Hello railcar! Could you please post the output of journalctl --since <TIME> > journal.txt with a time at least 30 minutes before the issue occurred. Then please attach the file here.

Just wondering, did the server work without issues until now? Did something change before the issues started to happen?
 
Sure, it is here. :)

I am not entirely sure when it started, I thought it might be when I added a LXC so I had 3 running instead of only 2, but then I went back for a while, to only have 2 LXC and the machine still froze.
 

Attachments

The journal reports some Ext4-related warnings:
Feb 26 09:29:55 pve kernel: EXT4-fs warning (device dm-11): ext4_multi_mount_protect:328: MMP interval 42 higher than expected, please wait.
Also, at the end:
Feb 26 09:59:45 pve smartd[748]: Device: /dev/sdb [SAT], SMART Prefailure Attribute: 1 Raw_Read_Error_Rate changed from 111 to 113

It seems that there is some issue related to /dev/sdb. In general, this can happen due to different reasons:
  • broken filesystem (e.g. after a power loss)
  • faulty disk
  • faulty SATA cables
Just to be sure, could you please post the output of smartctl -a /dev/sda and smartctl -a /dev/sdb?
 
The HDD at /dev/sdb has a high number of errors, so at the moment it seems like your HDD is failing. You might want to try running smartctl -t short /dev/sdb just to be sure, then check the results using smartctl -a /dev/sdb (or smartctl -l selftest /dev/sdb).

Either way, you should prepare backups before it's too late. In case you want to replace the failing HDD, keep in mind that we recommend datacenter/enterprise SSDs with power-loss protection.
 
The harddrive is an old drive, but should it cause the entire system to halt ? i mean its "just" a second disk for storing the LXCs onto, not Proxmox itself.
 
Thanks for the output! You are right, the HDD should not affect the whole system. Does it still freeze when you don't start the LXC containers?

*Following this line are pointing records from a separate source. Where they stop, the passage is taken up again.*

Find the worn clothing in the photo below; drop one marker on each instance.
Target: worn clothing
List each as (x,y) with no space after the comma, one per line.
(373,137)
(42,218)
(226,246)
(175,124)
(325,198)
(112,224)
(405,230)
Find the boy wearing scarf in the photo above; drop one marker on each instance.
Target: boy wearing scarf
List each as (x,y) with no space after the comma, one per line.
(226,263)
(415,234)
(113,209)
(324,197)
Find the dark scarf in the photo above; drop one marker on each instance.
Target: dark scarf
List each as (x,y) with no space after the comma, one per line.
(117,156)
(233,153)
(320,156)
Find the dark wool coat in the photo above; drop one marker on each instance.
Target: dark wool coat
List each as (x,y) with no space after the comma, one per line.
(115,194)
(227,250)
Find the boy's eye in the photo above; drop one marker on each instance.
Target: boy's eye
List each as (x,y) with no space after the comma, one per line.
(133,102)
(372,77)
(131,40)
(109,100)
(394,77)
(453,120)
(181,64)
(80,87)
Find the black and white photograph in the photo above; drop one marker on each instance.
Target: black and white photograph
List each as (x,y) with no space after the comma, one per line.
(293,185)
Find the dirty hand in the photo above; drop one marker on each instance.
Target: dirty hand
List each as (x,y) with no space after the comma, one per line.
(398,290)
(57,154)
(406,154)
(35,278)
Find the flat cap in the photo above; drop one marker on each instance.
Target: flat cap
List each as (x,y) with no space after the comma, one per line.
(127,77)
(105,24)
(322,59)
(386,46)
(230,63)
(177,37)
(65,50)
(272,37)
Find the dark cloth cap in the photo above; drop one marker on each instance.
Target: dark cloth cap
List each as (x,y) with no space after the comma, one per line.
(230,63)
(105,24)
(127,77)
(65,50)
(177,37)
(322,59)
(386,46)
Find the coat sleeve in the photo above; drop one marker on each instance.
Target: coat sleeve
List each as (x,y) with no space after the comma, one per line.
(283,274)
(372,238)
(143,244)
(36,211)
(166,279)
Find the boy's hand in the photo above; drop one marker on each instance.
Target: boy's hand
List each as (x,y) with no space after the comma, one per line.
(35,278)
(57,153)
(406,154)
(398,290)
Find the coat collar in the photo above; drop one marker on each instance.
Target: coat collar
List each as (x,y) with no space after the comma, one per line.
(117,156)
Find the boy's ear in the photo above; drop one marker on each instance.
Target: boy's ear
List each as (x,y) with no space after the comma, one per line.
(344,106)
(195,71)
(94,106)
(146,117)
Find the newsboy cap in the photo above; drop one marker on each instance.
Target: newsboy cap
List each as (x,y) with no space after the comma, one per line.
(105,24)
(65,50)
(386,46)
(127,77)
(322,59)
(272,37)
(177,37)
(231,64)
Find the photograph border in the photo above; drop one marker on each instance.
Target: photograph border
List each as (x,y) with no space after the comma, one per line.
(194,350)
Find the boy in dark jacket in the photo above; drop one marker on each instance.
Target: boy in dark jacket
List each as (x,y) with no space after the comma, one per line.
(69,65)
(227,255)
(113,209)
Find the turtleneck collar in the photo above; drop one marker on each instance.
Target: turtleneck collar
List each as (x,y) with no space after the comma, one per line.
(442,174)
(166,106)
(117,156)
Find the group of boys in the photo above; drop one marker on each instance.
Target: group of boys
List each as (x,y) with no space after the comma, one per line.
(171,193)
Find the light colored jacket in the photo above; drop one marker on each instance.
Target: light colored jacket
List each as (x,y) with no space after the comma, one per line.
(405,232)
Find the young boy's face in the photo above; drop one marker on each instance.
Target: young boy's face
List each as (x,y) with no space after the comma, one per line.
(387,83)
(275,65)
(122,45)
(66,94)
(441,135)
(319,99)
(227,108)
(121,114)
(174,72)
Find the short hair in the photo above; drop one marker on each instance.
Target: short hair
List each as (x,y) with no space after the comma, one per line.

Also, could you please do the same tests above on /dev/sda?
 
I haven't encountered that, but even the disk dies and thus the LXC stopped working, I would assume the WebGUI and the proxmox box would still function, so I don't see why this have a correlation ?

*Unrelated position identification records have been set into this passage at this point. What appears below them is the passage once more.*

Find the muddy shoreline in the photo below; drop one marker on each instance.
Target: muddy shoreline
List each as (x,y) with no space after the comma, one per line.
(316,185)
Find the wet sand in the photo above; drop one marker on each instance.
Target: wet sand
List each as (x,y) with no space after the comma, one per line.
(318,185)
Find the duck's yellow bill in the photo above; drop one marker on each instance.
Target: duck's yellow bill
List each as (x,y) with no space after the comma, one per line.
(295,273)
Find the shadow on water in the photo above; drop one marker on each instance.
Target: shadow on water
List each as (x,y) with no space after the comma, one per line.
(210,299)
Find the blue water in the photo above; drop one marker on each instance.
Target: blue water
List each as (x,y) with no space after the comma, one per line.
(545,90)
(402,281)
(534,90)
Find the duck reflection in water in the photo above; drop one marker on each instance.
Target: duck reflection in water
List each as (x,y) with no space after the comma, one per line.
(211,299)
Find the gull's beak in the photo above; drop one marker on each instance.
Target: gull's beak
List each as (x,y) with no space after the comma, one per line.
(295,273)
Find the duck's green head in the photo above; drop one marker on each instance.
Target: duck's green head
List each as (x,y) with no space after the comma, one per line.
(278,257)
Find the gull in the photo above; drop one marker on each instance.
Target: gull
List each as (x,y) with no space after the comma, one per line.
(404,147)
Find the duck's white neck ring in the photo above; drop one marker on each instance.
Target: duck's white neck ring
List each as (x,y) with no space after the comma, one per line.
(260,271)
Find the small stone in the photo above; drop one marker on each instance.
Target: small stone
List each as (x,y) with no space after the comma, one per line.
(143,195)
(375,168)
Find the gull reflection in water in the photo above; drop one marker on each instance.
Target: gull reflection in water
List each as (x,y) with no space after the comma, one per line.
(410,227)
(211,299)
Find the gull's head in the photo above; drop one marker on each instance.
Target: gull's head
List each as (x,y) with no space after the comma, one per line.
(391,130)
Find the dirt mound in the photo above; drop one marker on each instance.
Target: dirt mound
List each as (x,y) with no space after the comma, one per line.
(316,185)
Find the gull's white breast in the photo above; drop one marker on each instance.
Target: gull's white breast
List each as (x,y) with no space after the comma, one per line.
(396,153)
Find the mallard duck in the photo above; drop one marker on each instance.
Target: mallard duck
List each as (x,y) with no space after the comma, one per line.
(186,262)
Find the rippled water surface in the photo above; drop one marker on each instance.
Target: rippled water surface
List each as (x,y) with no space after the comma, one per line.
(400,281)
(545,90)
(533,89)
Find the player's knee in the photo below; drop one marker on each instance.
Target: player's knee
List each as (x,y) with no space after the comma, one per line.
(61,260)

i've attached the output after scan of /dev/sda
 

Attachments

Alright, then at least we know that the RAM is probably not the issue.

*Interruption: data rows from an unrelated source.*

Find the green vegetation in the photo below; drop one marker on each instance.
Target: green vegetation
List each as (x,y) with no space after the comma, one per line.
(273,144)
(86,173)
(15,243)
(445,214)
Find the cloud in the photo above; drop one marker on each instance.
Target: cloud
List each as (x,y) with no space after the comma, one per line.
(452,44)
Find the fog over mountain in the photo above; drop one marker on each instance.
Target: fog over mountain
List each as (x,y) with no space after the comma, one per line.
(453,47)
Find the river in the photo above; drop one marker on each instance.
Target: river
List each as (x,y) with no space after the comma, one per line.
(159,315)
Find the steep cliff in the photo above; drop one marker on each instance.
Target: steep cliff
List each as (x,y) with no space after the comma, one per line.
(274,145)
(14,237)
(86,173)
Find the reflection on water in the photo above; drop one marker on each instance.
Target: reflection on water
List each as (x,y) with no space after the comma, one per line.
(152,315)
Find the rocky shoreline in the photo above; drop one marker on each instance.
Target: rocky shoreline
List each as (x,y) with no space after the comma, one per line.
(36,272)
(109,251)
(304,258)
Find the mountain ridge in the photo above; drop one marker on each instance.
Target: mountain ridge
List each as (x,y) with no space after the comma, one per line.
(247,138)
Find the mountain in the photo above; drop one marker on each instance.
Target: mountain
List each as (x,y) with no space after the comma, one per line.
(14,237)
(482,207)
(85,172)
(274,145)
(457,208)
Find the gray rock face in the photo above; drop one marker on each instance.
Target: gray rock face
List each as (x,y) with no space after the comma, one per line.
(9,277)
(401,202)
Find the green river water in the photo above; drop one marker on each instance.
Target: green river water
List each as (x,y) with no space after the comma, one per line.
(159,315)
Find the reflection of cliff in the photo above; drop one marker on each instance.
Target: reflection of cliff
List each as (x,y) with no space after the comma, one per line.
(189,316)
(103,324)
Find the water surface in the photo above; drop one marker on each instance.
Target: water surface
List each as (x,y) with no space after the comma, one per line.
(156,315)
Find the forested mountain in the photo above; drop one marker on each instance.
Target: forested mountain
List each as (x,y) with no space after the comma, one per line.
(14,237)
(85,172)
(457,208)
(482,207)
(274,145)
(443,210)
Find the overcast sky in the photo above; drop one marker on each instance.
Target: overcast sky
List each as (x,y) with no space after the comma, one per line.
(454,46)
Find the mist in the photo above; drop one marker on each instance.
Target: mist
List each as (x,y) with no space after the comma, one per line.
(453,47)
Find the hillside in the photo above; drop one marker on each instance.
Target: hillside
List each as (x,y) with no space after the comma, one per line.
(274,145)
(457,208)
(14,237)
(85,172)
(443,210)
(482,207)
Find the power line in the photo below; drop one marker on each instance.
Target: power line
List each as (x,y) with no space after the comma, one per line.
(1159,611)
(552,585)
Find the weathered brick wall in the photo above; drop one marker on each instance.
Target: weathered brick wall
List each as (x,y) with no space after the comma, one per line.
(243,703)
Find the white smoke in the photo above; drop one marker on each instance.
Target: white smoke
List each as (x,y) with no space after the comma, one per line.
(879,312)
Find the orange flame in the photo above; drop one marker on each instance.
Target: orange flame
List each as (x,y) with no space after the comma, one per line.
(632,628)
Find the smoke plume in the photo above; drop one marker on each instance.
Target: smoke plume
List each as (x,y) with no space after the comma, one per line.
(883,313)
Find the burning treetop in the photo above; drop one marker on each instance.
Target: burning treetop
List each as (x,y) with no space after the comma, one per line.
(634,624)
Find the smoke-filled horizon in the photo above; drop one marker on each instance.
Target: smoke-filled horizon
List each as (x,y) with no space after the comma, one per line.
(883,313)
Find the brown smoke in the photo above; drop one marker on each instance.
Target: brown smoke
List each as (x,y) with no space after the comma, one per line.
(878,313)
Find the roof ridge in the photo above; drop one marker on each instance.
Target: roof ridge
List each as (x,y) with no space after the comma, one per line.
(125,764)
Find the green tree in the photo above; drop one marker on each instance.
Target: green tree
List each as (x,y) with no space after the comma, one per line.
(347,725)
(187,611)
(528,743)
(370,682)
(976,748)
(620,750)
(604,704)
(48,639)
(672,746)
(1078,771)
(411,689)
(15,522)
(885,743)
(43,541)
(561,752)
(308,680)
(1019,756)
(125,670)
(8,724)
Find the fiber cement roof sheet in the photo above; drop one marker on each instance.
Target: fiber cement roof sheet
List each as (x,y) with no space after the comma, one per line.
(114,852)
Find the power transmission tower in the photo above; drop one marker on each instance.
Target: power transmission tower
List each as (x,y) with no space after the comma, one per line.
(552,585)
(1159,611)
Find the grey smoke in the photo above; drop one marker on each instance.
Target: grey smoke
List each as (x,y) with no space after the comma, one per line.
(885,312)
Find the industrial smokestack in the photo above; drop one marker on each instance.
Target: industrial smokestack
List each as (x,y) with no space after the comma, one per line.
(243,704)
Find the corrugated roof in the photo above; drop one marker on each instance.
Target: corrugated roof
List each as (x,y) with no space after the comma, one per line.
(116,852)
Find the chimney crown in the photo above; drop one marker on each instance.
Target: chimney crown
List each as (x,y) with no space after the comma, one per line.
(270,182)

Just to rule out other issues (as far as possible), could you please:
  1. Update PVE to the latest version and reboot. Your kernel is not fully up to date.
  2. Install the latest BIOS update for your system.
  3. Enable the non-free-firmware Debian repository and install the CPU-vendor specific microcode package. Make sure to restart afterwards.
  4. Check the temperature of the CPU.
  5. Perform a CPU stress test and check the CPU temperature.
  6. If nothing helped, try the newer opt-in kernel 6.11.